If a processor returns ``None`` or any falsy value, no parameters will be added.
.. code:: python
def team_info(xblock):
course = get_team(xblock.user, lti_params.course.id)
if not course:
return
return {
'custom_course_id': unicode(course.id),
'custom_course_name': course.name,
}
A processor can define a list of default parameters ``lti_xblock_default_params``,
which is useful in case the processor had an exception.
It is recommended to define default parameters anyway, because it can simplify the implementation of the processor
function. Below is an example:
.. code:: python
def dummy_processor(xblock):
course = get_team(xblock.user, lti_params.course.id) # If something went wrong default params will be used
if not course:
return # Will use the default params
return {
'custom_course_id': unicode(course.id),
'custom_course_name': course.name,
}
dummy_processor.lti_xblock_default_params = {
'custom_course_id': '',
'custom_course_name': '',
}
If you're looking for a more realistic example, you can check the
`Tahoe LTI <https://github.com/appsembler/tahoe-lti>`_ repository at the
`Appsembler GitHub organization <https://github.com/appsembler/>`_.
Configuring the Parameter Processors Settings
---------------------------------------------
Using the standard XBlock settings interface the developer can provide a list of processor functions:
Those parameters are not sent by default. The course author can enable that on per XBlock instance
(aka module) by setting the **Send extra parameters** to ``true`` in Studio.
To configure parameter processors add the following snippet to your Ansible variable files:
.. code:: yaml
EDXAPP_XBLOCK_SETTINGS:
lti_consumer:
parameter_processors:
- 'customer_package.lti_processors:team_and_cohort'
- 'example_package.lti_processors:extra_lti_params'
Dynamic LTI Custom Parameters
=============================
This XBlock gives us the capability to attach static and dynamic custom parameters in the custom parameters field,
in the case we need to declare a dynamic custom parameter we must set the value of the parameter as a templated parameter
wrapped with the tags '${' and '}' just like the following example:
.. code:: python
["static_param=static_value", "dynamic_custom_param=${templated_param_value}"]
Defining a dynamic LTI Custom Parameter Processor
-------------------------------------------------
The custom parameter processor is a function that expects an XBlock instance, and returns a ``string`` which should be the resolved value.
Exceptions must be handled by the processor itself.
.. code:: python
def get_course_name(xblock):
try:
course = CourseOverview.objects.get(id=xblock.course.id)
except CourseOverview.DoesNotExist:
log.error('Course does not exist.')
return ''
return course.display_name
Note. The processor function must return a ``string`` object.

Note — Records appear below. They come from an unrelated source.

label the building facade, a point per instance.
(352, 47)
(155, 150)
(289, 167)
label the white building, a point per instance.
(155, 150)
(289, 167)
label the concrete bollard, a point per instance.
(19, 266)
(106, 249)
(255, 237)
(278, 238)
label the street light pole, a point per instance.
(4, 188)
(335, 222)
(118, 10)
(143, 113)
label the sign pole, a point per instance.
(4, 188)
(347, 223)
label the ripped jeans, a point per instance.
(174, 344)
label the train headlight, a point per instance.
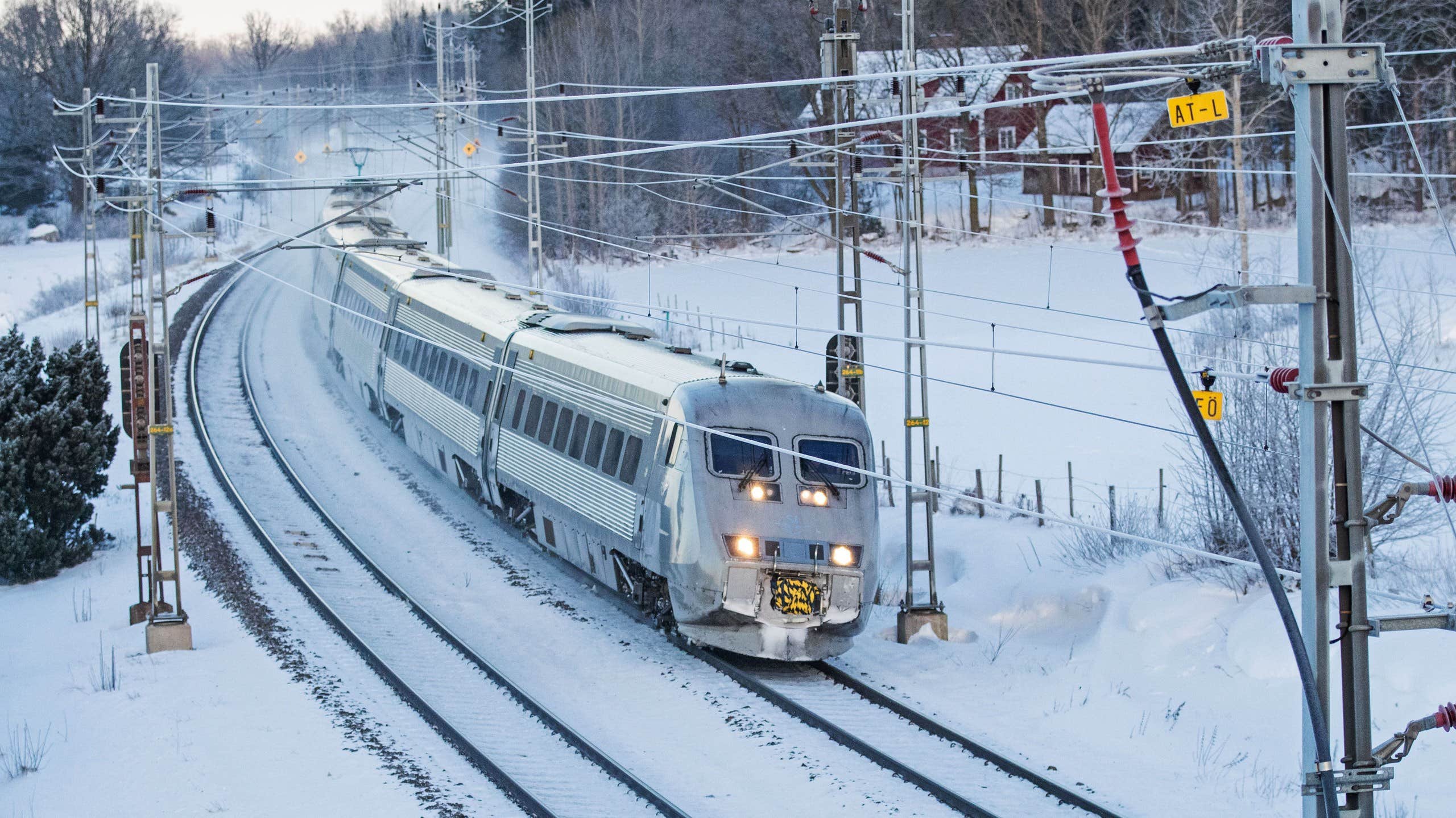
(744, 548)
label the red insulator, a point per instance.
(1446, 485)
(1282, 377)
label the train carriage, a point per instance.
(641, 463)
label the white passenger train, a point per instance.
(573, 428)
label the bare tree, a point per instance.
(264, 41)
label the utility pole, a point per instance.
(533, 180)
(441, 115)
(915, 613)
(839, 50)
(1329, 392)
(168, 628)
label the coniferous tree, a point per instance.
(56, 443)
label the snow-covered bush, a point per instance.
(56, 443)
(63, 293)
(1260, 428)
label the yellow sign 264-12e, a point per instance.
(1210, 405)
(1197, 108)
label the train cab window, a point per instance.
(533, 415)
(612, 453)
(729, 457)
(578, 437)
(562, 430)
(520, 402)
(843, 452)
(594, 440)
(548, 423)
(631, 456)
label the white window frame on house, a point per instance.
(1007, 137)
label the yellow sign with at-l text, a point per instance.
(1210, 405)
(1197, 108)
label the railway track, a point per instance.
(537, 760)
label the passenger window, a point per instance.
(520, 402)
(469, 391)
(533, 415)
(729, 457)
(843, 452)
(578, 437)
(630, 460)
(594, 440)
(612, 453)
(562, 431)
(548, 423)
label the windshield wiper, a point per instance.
(753, 470)
(812, 466)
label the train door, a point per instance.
(493, 421)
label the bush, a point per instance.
(56, 443)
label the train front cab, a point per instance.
(768, 553)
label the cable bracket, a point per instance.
(1229, 296)
(1329, 392)
(1353, 780)
(1346, 63)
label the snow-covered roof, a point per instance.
(874, 98)
(1069, 127)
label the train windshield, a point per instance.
(734, 459)
(842, 452)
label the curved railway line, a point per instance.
(944, 763)
(539, 762)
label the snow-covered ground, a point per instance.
(1168, 697)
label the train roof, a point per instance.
(622, 350)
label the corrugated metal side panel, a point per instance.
(366, 290)
(355, 348)
(450, 340)
(448, 417)
(549, 383)
(587, 491)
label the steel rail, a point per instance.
(935, 728)
(472, 753)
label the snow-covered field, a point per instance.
(1168, 697)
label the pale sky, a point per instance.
(206, 21)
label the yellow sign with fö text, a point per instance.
(1210, 405)
(1197, 108)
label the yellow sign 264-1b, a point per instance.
(1197, 108)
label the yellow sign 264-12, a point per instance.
(1197, 108)
(1210, 405)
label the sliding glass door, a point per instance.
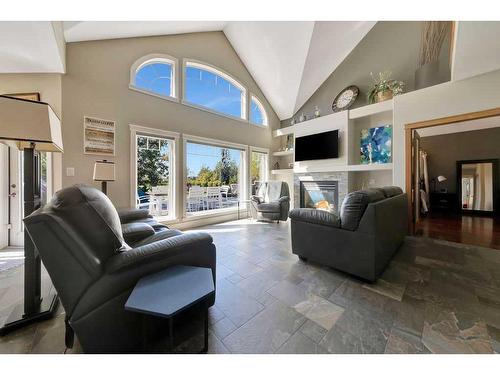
(215, 177)
(155, 171)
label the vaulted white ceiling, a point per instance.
(288, 60)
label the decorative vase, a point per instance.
(428, 75)
(382, 96)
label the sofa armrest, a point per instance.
(313, 216)
(131, 214)
(143, 255)
(284, 199)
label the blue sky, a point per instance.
(201, 88)
(211, 91)
(199, 155)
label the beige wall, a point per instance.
(49, 87)
(390, 46)
(96, 84)
(445, 150)
(447, 99)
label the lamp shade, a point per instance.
(24, 123)
(104, 171)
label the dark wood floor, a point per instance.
(466, 229)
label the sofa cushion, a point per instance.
(269, 207)
(158, 236)
(354, 206)
(131, 214)
(133, 232)
(391, 191)
(90, 212)
(314, 216)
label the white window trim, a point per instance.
(157, 58)
(262, 109)
(136, 130)
(267, 170)
(215, 70)
(244, 173)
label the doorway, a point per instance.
(444, 167)
(11, 190)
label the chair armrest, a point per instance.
(256, 199)
(136, 231)
(157, 251)
(131, 214)
(310, 215)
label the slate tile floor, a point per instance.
(434, 297)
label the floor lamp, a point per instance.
(30, 126)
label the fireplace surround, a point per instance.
(321, 195)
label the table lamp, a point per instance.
(104, 171)
(30, 126)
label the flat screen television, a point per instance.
(317, 146)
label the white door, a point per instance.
(16, 198)
(4, 196)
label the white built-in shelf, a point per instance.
(328, 167)
(283, 153)
(371, 109)
(282, 171)
(334, 120)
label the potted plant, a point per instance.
(384, 87)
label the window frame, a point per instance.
(151, 59)
(186, 138)
(217, 71)
(259, 150)
(262, 109)
(138, 130)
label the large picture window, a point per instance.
(258, 170)
(155, 74)
(210, 88)
(214, 177)
(154, 168)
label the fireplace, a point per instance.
(321, 195)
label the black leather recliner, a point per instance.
(95, 256)
(372, 225)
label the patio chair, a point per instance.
(234, 189)
(196, 199)
(214, 197)
(224, 191)
(142, 200)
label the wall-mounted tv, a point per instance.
(317, 146)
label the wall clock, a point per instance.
(345, 98)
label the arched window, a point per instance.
(155, 74)
(258, 114)
(210, 88)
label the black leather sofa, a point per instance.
(361, 241)
(95, 255)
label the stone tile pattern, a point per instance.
(434, 297)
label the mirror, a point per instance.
(477, 185)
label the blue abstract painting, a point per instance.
(376, 145)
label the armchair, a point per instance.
(95, 256)
(272, 201)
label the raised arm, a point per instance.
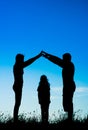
(56, 60)
(31, 60)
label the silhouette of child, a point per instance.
(18, 72)
(44, 98)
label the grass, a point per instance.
(32, 121)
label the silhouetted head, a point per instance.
(19, 58)
(43, 77)
(67, 57)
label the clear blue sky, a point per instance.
(56, 26)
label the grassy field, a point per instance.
(34, 122)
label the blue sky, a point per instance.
(55, 26)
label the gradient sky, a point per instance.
(55, 26)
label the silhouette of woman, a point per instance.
(44, 98)
(18, 72)
(69, 86)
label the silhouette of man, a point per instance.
(69, 86)
(18, 72)
(44, 98)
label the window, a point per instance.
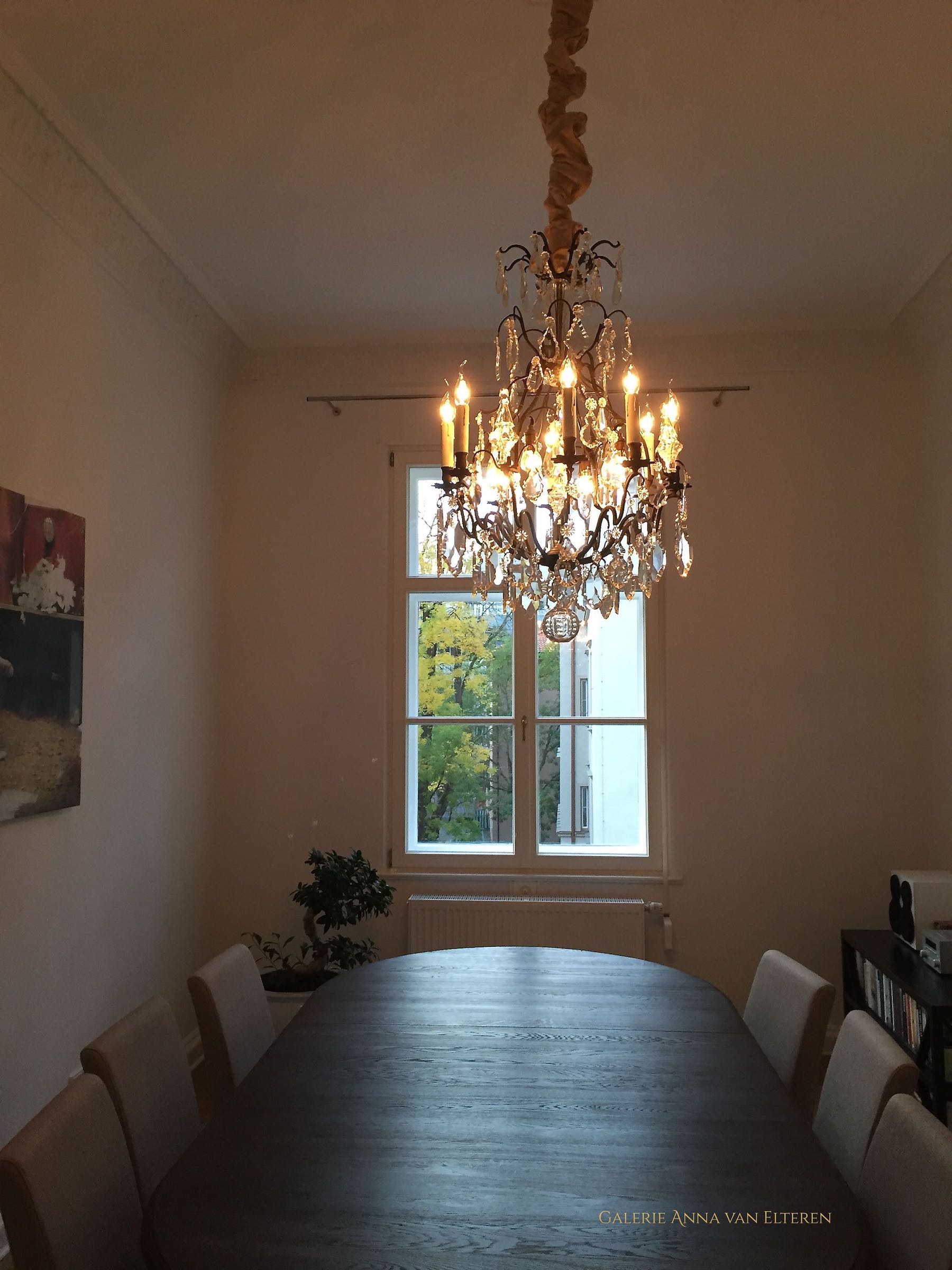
(511, 752)
(583, 696)
(584, 808)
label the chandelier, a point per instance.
(559, 497)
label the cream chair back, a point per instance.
(905, 1189)
(143, 1065)
(233, 1018)
(866, 1070)
(68, 1194)
(788, 1013)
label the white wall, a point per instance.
(795, 683)
(108, 412)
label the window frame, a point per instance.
(526, 858)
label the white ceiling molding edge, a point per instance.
(42, 157)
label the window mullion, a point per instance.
(525, 710)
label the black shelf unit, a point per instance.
(890, 981)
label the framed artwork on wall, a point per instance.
(42, 582)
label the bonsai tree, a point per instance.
(342, 892)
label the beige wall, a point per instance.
(795, 686)
(107, 413)
(926, 329)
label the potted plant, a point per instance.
(342, 892)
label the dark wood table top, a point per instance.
(497, 1108)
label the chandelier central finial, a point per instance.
(559, 498)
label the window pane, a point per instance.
(592, 791)
(461, 652)
(601, 675)
(464, 782)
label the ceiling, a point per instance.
(346, 172)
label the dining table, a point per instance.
(508, 1108)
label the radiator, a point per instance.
(596, 925)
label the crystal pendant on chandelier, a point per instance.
(560, 498)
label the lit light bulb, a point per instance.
(566, 376)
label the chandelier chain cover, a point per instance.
(559, 497)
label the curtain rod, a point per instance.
(332, 402)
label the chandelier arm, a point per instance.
(517, 315)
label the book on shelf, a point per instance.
(894, 1008)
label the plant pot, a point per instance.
(287, 992)
(283, 1008)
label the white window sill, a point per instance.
(643, 879)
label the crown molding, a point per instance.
(45, 154)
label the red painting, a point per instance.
(42, 595)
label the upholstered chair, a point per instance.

Configuring the LTI Dynamic Custom Parameters Settings
------------------------------------------------------
The setting LTI_CUSTOM_PARAM_TEMPLATES must be set in order to map the template value for the dynamic custom parameter
as the following example:
.. code:: python
LTI_CUSTOM_PARAM_TEMPLATES = {
'templated_param_value': 'customer_package.module:func',
}
* 'templated_param_value': custom parameter template name.
* 'customer_package.module:func': custom parameter processor path and function name.